Lobotomy is discredited
Bennie died at the age of 59 in a nursing home. He had been twirling in the hallway until an attendant turned him toward the dining room for lunch. At lunch, he tried to swallow a handful of peanuts all at once and choked to death. That same year, Walter Freeman performed a third lobotomy on one of his earliest patients who had relapsed for the second time. He tore a blood vessel in her brain and she hemorrhaged to death. His surgical privileges were taken away.
There was an increasing backlash against lobotomy, with publicity about prominent victims like JFK’s sister Rosemary, described as “just a bit slow, a bit difficult.” She came out of her lobotomy permanently disabled, paralyzed on one side, incontinent, and unable to speak coherently. She required constant care by a private nurse for the rest of her life. Lobotomy began to be perceived as an inappropriate means of social control. The movie One Flew Over the Cuckoo’s Nest became a classic. Lawsuits were filed. Legislation was enacted against it in various states. Even though the USSR was notorious for making bogus psychiatric diagnoses of political dissidents and incarcerating them in insane asylums to control them, it set an example by prohibiting lobotomies in 1950 on moral grounds. Effective antipsychotic drugs were discovered, offering a better way to handle these patients.
Is life without feeling ever acceptable?
Sternburg started her investigation with the assumption that the operation turned everyone into zombies, but she learned otherwise: “[It] sometimes provided genuine relief to people who, to my surprise, were able to be aware of their situations, even to compare them with the past and say how much better they were. One trade-off, though, remained constant: the lobotomized remained indifferent.” She describes Bennie as “a person at the farthest reaches of not being at home in the world, in the midst of a tribe that had damaged him and also kept him safe.”

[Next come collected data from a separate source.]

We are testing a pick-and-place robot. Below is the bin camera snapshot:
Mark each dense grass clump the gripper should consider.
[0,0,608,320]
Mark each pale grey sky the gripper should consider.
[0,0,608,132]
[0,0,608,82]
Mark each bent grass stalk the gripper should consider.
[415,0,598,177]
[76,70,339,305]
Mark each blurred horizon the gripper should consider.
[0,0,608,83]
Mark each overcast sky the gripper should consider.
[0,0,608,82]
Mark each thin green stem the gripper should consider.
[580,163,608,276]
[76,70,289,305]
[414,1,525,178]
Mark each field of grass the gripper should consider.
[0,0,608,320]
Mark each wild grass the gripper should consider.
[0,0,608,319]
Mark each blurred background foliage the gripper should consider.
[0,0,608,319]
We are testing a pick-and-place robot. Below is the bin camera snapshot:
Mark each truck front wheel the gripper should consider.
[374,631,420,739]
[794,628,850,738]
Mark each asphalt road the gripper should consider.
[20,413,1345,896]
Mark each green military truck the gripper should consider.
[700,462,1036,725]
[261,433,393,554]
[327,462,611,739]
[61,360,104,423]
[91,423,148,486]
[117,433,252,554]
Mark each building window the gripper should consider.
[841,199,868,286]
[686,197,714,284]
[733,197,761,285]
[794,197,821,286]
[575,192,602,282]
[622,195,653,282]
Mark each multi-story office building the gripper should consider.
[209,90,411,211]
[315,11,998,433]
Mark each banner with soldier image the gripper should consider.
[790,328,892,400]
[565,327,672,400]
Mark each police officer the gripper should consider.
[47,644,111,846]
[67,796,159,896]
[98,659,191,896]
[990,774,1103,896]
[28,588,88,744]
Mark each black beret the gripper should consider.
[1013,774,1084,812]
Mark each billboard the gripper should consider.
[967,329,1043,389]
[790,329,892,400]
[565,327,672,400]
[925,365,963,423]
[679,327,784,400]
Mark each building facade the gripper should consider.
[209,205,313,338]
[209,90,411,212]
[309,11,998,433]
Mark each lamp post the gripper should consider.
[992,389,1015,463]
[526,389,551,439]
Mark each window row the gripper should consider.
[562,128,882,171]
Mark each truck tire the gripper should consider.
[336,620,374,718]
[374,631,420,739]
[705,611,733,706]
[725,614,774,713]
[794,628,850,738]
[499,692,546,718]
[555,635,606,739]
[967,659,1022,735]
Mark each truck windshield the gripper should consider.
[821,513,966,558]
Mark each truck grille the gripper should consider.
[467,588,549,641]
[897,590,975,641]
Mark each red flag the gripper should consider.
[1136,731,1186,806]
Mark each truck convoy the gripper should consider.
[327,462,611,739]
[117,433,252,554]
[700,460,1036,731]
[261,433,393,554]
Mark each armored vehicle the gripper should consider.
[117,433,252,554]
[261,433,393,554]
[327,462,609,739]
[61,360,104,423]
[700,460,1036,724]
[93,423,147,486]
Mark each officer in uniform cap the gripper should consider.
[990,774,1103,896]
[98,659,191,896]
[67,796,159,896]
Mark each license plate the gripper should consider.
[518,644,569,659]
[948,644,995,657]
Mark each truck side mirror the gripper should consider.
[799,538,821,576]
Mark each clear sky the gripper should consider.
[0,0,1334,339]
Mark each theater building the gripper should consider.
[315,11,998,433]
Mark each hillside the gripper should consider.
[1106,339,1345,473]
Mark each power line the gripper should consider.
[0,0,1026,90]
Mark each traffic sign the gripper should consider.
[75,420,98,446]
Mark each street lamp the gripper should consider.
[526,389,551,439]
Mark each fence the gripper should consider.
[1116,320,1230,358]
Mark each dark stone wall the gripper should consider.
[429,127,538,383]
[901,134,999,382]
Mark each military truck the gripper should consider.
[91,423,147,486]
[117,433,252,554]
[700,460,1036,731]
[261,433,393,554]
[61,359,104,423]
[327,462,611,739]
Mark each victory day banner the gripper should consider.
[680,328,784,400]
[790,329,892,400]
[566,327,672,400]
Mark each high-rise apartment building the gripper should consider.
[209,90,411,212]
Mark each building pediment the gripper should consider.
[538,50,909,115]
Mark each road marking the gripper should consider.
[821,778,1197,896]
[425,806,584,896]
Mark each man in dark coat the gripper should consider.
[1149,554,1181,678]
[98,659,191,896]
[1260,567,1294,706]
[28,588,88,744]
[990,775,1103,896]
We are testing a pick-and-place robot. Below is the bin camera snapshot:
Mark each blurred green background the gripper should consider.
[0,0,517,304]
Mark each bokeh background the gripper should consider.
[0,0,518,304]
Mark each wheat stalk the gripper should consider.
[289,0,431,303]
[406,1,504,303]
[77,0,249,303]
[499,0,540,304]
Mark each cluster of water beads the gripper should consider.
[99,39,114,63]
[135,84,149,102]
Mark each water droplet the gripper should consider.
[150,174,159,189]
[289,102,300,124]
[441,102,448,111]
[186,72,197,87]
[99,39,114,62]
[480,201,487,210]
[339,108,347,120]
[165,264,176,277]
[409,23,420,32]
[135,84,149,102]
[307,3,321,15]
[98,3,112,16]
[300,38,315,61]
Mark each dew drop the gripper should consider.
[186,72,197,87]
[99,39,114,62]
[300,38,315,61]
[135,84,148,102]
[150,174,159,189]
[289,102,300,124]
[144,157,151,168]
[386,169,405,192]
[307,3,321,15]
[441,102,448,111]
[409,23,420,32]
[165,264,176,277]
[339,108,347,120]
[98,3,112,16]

That raises serious philosophical and ethical questions. Is a life without feeling preferable to one spent in torment? Who is to decide? Can psychotic patients give informed consent? In a modern world concerned about terrorism, “the possibility of dehumanizing people is always with us, at least as great a terror.”

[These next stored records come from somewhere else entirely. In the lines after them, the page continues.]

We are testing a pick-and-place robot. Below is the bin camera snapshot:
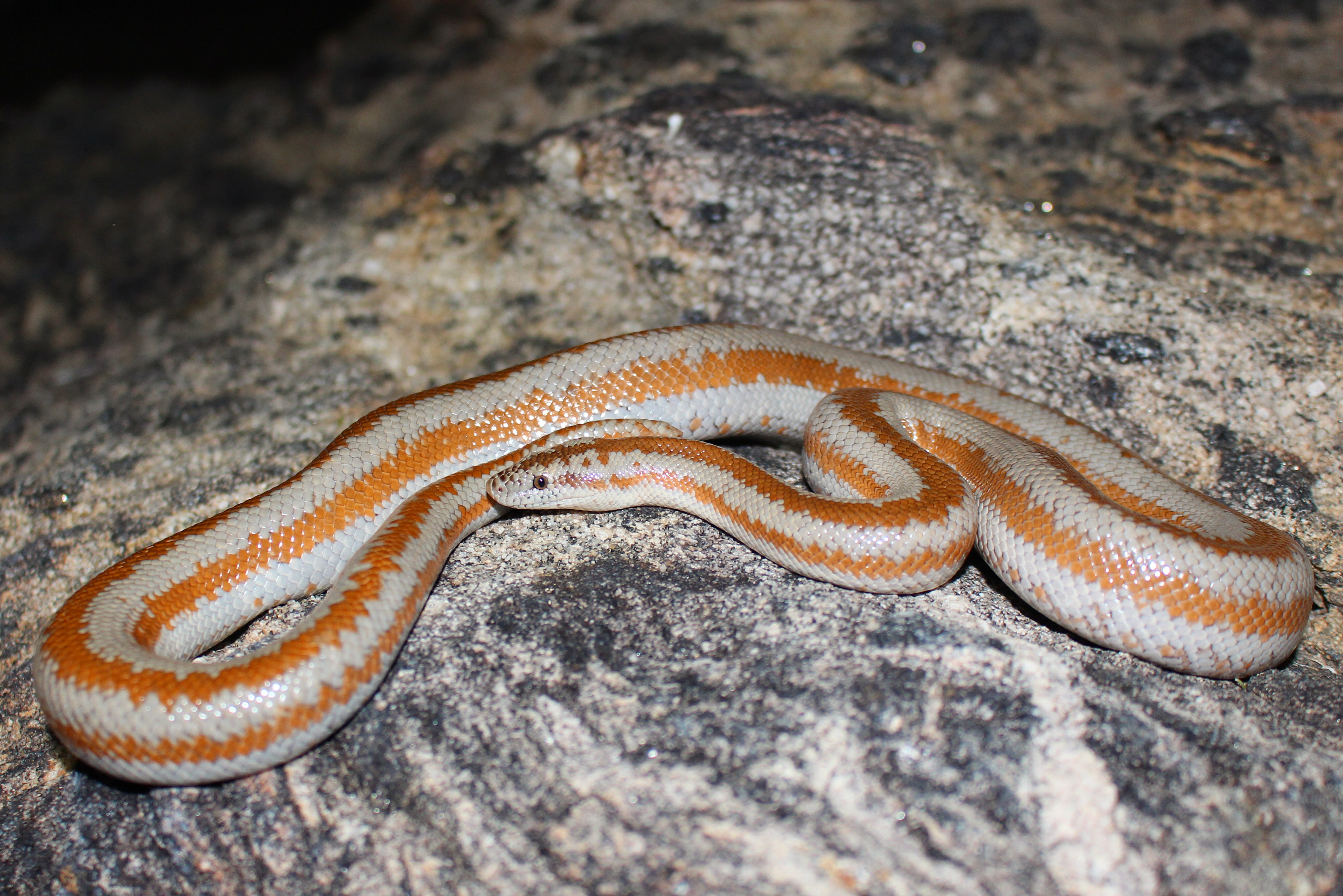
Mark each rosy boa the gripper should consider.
[32,325,1313,785]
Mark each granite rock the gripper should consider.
[0,0,1343,896]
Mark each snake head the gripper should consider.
[488,439,639,510]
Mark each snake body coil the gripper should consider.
[32,325,1313,783]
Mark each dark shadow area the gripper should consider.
[0,0,373,109]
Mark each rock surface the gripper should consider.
[0,0,1343,896]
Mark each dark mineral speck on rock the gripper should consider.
[951,7,1045,69]
[0,0,1343,896]
[849,22,946,87]
[1179,31,1254,85]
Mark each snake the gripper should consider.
[31,324,1313,785]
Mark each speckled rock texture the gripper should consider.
[0,0,1343,896]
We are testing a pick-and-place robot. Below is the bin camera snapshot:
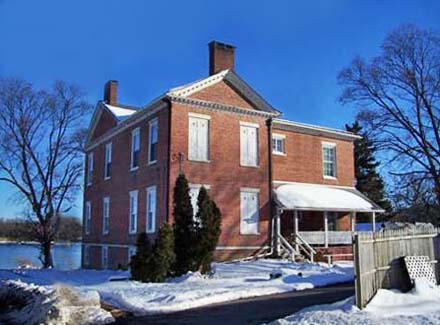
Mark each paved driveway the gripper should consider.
[116,283,354,325]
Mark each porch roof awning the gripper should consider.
[275,183,384,212]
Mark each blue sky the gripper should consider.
[0,0,440,217]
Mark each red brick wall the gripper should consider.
[170,100,269,246]
[273,125,355,186]
[83,105,169,249]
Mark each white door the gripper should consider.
[240,192,260,235]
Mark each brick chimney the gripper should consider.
[209,41,235,76]
[104,80,118,105]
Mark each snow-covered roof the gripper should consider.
[275,183,383,212]
[104,104,137,121]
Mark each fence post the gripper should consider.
[353,233,363,309]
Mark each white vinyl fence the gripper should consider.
[353,229,440,309]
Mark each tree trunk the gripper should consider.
[40,239,53,269]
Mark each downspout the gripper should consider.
[164,98,172,223]
[266,118,277,253]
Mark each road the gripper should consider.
[115,283,354,325]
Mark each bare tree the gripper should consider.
[0,79,90,268]
[338,25,440,213]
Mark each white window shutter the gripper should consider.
[240,126,248,165]
[197,119,208,160]
[188,118,198,160]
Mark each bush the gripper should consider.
[196,186,221,274]
[130,232,152,282]
[173,174,198,276]
[147,223,176,282]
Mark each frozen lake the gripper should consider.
[0,243,81,270]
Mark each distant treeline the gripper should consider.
[0,217,82,241]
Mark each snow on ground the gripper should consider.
[271,280,440,325]
[0,259,353,315]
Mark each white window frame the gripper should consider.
[102,196,110,235]
[128,190,139,235]
[272,133,287,156]
[83,245,90,266]
[145,185,157,234]
[101,246,108,269]
[188,112,211,162]
[148,118,159,165]
[240,121,260,167]
[321,142,338,179]
[240,187,261,235]
[130,127,141,171]
[84,201,92,235]
[104,142,113,180]
[86,152,93,186]
[127,246,136,265]
[188,183,211,222]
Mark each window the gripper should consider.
[129,191,138,234]
[240,188,260,235]
[324,211,338,231]
[127,246,136,264]
[86,152,93,186]
[101,246,108,269]
[85,201,92,235]
[83,245,90,266]
[189,184,210,224]
[130,128,141,170]
[148,119,158,164]
[188,113,210,161]
[322,143,336,178]
[240,122,258,167]
[146,186,157,233]
[104,142,112,179]
[272,134,286,155]
[102,197,110,235]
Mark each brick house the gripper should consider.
[82,41,381,268]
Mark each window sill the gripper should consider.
[240,232,261,236]
[188,159,211,164]
[240,164,260,168]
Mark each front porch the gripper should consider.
[273,183,383,261]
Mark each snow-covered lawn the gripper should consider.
[271,280,440,325]
[0,259,353,315]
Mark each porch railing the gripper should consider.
[298,231,352,245]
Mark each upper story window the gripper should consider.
[240,122,259,167]
[86,152,93,186]
[146,186,157,233]
[148,119,158,164]
[272,133,286,156]
[188,113,211,161]
[102,197,110,235]
[322,142,336,178]
[104,142,112,179]
[128,190,138,234]
[84,201,92,235]
[130,128,141,170]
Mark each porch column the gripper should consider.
[324,211,328,248]
[350,212,357,232]
[371,211,376,232]
[293,210,299,252]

Conclusion: A cautionary tale we hope never to be repeated
Frontal lobotomy was one of the most regrettable chapters in the history of medicine. Sternburg’s book gives us insight into its impact on its victims and on their entire extended families. It tells a cautionary tale that we should know about and remember so that kind of thing will never happen again. Its most important lesson is the one we keep stressing on SBM: before a proposed treatment is put into widespread use it must be submitted to rigorous scientific testing to evaluate it for safety, effectiveness, and unexpected consequences.